IRB No. 14-107CS-6.2 (Dr. Biree Andemariam, PI): Identification of Patient-specific RBC-endothelial Cell Adhesion Profiles as Markers of Sickle Cell Disease Severity.

The research objective of this proposal is to determine in 25 adult/pediatric SCD patients (1) the relationship between pain severity phenotype and the strength of adhesion between single red blood cells (RBCs) and single endothelial cells (ECs) isolated from peripheral blood and (2) the ex vivo effect of pharmacologic inhibitors on RBC-EC adhesion, creating both a patient-specific adhesion profile and therapeutic signature. The results are expected to lead to novel individually-targeted approaches to inhibit the onset and limit the duration of painful vaso-occlusive episodes (VOEs). Our central hypothesis is that the strength of adhesion between RBCs and ECs at baseline is related to patient-specific pain severity phenotype, resulting in the need for patient-specific drug therapy. To test the hypothesis, we will pursue the following three specific aims: Investigate the relationship between pain severity phenotype and baseline RBC-EC adhesion profile in SCD subjects -- We will measure the strength of adhesion between single RBCs-ECs from SCD subjects at baseline. Baseline/steady-state adhesion profiles will be compared on an inter-patient level to determine which adhesion profiles correlate most highly with pain severity phenotype. Assess the association of VOE severity with changes in RBC-EC adhesion from baseline to VOE onset. We will measure the change in strength of adhesion between single RBCs-ECs from baseline to VOE onset. Changes in adhesion will be compared on an inter-patient level to determine whether relative changes in adhesion profile at VOE onset correlate with VOE severity. Test the ex vivo effect of targeted pharmacotherapy on the RBC-EC adhesion profile of SCD subjects -- We will measure (at baseline and at VOE onset) the ex vivo inhibitory effect of two known RBC-EC adhesion blockers (propranolol and abciximab) to identify patient-specific anti-adhesive therapeutic signatures.
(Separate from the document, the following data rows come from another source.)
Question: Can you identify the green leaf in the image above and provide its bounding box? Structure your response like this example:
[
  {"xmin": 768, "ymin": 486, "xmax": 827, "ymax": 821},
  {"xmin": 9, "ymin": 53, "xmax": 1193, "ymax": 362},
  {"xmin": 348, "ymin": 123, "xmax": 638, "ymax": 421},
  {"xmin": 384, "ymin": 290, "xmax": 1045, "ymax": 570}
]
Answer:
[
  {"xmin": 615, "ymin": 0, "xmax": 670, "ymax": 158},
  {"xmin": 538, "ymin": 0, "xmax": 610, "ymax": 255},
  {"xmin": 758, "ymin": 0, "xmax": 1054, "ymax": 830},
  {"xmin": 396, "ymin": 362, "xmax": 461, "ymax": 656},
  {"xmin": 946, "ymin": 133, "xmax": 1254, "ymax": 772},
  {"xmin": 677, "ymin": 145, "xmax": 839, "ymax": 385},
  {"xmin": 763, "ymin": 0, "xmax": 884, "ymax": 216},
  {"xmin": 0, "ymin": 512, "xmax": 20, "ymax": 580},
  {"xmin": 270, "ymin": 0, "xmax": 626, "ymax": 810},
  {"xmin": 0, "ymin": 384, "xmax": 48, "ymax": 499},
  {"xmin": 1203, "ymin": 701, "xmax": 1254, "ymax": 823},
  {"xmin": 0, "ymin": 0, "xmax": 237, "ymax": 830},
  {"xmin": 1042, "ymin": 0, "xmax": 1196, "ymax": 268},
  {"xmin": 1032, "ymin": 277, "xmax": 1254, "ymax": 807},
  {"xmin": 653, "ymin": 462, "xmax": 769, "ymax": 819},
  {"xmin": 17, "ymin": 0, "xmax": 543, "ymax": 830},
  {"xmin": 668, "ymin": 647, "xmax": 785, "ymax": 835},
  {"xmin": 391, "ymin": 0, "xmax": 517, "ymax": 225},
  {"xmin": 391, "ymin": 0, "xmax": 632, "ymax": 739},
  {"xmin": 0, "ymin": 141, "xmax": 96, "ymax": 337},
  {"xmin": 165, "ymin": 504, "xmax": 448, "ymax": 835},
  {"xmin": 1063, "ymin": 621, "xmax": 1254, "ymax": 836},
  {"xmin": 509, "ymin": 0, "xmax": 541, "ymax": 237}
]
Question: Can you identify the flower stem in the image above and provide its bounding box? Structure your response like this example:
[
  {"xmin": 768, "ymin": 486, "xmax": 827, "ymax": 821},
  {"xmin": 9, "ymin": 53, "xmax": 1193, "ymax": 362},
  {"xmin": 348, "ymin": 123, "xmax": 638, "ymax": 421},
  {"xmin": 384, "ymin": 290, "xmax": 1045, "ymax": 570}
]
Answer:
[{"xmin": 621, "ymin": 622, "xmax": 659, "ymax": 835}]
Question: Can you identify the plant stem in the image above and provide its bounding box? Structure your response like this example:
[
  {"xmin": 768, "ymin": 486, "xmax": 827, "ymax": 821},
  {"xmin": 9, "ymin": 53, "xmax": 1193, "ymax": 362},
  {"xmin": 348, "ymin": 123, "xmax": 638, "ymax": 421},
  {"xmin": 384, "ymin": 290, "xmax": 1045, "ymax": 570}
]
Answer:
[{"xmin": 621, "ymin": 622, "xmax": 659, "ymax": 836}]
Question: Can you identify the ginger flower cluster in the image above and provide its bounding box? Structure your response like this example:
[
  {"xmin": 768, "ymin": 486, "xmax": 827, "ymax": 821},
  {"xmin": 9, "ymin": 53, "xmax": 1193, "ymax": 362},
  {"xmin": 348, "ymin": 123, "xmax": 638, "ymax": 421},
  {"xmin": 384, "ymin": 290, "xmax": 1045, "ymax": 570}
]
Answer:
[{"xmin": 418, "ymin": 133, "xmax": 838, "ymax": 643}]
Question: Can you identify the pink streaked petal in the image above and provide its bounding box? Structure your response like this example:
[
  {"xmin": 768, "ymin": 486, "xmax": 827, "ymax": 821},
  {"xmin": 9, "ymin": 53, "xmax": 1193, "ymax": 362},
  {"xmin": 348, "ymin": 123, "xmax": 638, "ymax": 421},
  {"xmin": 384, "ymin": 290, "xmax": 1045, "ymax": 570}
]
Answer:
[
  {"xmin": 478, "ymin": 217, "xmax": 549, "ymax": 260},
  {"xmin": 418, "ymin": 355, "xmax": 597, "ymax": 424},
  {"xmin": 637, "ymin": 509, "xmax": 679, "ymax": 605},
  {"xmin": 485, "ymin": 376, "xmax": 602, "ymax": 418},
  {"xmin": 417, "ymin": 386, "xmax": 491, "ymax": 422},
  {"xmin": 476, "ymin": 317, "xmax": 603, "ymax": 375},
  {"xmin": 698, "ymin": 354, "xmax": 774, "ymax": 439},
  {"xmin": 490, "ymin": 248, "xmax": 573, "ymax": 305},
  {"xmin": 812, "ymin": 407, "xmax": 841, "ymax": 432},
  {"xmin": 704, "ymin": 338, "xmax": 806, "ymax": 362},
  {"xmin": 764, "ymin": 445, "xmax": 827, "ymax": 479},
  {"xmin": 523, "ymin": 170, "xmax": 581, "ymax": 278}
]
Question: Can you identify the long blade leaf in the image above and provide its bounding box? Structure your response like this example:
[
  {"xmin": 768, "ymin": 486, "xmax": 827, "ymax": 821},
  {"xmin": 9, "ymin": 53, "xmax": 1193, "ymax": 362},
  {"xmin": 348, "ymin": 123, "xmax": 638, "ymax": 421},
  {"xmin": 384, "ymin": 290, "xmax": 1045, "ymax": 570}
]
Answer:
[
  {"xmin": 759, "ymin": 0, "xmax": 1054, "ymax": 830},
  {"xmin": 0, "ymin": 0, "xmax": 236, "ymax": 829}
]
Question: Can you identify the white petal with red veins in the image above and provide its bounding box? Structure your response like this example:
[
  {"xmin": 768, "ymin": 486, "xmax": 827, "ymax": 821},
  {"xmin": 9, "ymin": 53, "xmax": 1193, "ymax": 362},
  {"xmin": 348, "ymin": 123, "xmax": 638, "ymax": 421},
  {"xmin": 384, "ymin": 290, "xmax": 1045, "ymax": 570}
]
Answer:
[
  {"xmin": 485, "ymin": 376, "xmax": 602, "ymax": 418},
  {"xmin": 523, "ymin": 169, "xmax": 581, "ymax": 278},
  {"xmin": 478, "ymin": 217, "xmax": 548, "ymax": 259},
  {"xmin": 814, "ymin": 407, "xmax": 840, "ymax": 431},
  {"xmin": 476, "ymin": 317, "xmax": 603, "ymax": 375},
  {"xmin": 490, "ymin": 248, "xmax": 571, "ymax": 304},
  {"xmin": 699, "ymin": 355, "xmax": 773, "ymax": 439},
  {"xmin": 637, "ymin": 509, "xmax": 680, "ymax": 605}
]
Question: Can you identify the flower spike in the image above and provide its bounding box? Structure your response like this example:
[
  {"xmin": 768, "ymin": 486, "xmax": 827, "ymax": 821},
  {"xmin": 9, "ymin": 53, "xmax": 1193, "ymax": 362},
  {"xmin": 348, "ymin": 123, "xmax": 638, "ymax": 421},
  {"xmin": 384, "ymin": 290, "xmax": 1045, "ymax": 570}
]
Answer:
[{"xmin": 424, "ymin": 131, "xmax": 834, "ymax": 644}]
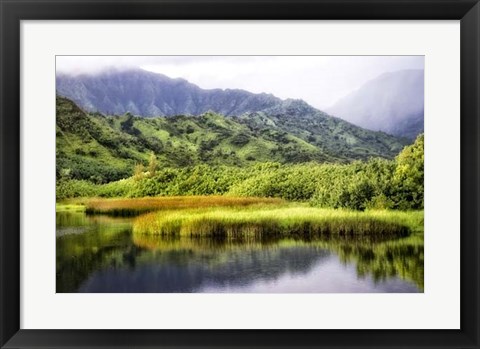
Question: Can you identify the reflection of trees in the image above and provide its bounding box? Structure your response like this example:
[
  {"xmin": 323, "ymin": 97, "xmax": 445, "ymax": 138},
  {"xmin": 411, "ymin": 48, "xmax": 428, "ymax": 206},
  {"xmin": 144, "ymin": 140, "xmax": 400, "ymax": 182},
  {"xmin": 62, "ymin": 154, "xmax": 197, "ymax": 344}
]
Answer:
[
  {"xmin": 57, "ymin": 221, "xmax": 329, "ymax": 292},
  {"xmin": 76, "ymin": 243, "xmax": 330, "ymax": 293},
  {"xmin": 56, "ymin": 211, "xmax": 132, "ymax": 236},
  {"xmin": 56, "ymin": 211, "xmax": 89, "ymax": 233},
  {"xmin": 56, "ymin": 228, "xmax": 135, "ymax": 292},
  {"xmin": 131, "ymin": 234, "xmax": 424, "ymax": 291},
  {"xmin": 312, "ymin": 234, "xmax": 424, "ymax": 290},
  {"xmin": 56, "ymin": 211, "xmax": 423, "ymax": 293},
  {"xmin": 56, "ymin": 212, "xmax": 135, "ymax": 292},
  {"xmin": 57, "ymin": 228, "xmax": 331, "ymax": 292}
]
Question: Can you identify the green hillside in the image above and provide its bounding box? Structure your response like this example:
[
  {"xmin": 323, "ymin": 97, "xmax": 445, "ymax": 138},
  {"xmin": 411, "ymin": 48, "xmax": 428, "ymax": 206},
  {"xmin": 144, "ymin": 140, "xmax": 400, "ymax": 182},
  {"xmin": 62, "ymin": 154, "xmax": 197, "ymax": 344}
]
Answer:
[{"xmin": 56, "ymin": 96, "xmax": 408, "ymax": 184}]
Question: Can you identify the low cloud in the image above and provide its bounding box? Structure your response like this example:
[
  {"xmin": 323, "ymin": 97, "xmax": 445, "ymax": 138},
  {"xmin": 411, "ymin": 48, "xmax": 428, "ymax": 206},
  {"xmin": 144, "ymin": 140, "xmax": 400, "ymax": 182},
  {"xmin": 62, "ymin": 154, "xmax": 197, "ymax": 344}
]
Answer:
[{"xmin": 56, "ymin": 55, "xmax": 424, "ymax": 109}]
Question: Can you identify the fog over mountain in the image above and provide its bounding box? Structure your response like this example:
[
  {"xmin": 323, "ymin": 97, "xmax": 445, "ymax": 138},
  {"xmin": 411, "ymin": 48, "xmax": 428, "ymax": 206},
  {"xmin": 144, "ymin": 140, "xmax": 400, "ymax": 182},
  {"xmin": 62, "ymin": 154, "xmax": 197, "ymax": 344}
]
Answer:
[
  {"xmin": 326, "ymin": 70, "xmax": 424, "ymax": 139},
  {"xmin": 56, "ymin": 56, "xmax": 425, "ymax": 110},
  {"xmin": 56, "ymin": 67, "xmax": 424, "ymax": 140},
  {"xmin": 56, "ymin": 69, "xmax": 282, "ymax": 117}
]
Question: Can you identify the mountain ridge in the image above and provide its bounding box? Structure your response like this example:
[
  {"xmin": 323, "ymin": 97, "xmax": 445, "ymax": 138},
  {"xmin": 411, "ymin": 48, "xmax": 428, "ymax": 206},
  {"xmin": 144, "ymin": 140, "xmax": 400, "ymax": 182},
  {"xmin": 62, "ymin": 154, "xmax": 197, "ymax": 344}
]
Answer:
[
  {"xmin": 56, "ymin": 96, "xmax": 408, "ymax": 183},
  {"xmin": 56, "ymin": 68, "xmax": 283, "ymax": 117}
]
IRB No. 14-136CS-6.2 (Dr. Biree Andemariam, PI): Hemoglobinopathies and Bone Health

This research study has two purposes. The first purpose is to determine whether having sickle cell trait is a risk factor for the development of bone thinning at an earlier age than expected. Nearly 10% of African Americans carry sickle cell trait and most of them are unaware of it. African Americans are less likely to develop thin bones than whites, but if they sustain a bone fracture, they are more likely to die from it. We believe having sickle cell trait may lead to bone thinning and predispose a subset of African Americans to dangerously thin bones. The second purpose is to try to understand why individuals with sickle cell disease have thinner bones than healthy individuals do. Doctors have already discovered that people with sickle cell disease have very thin bones, but they have not determined why. Our study will try to identify whether the bone thinning is from the body not making enough bone or from the body losing bone once it is made.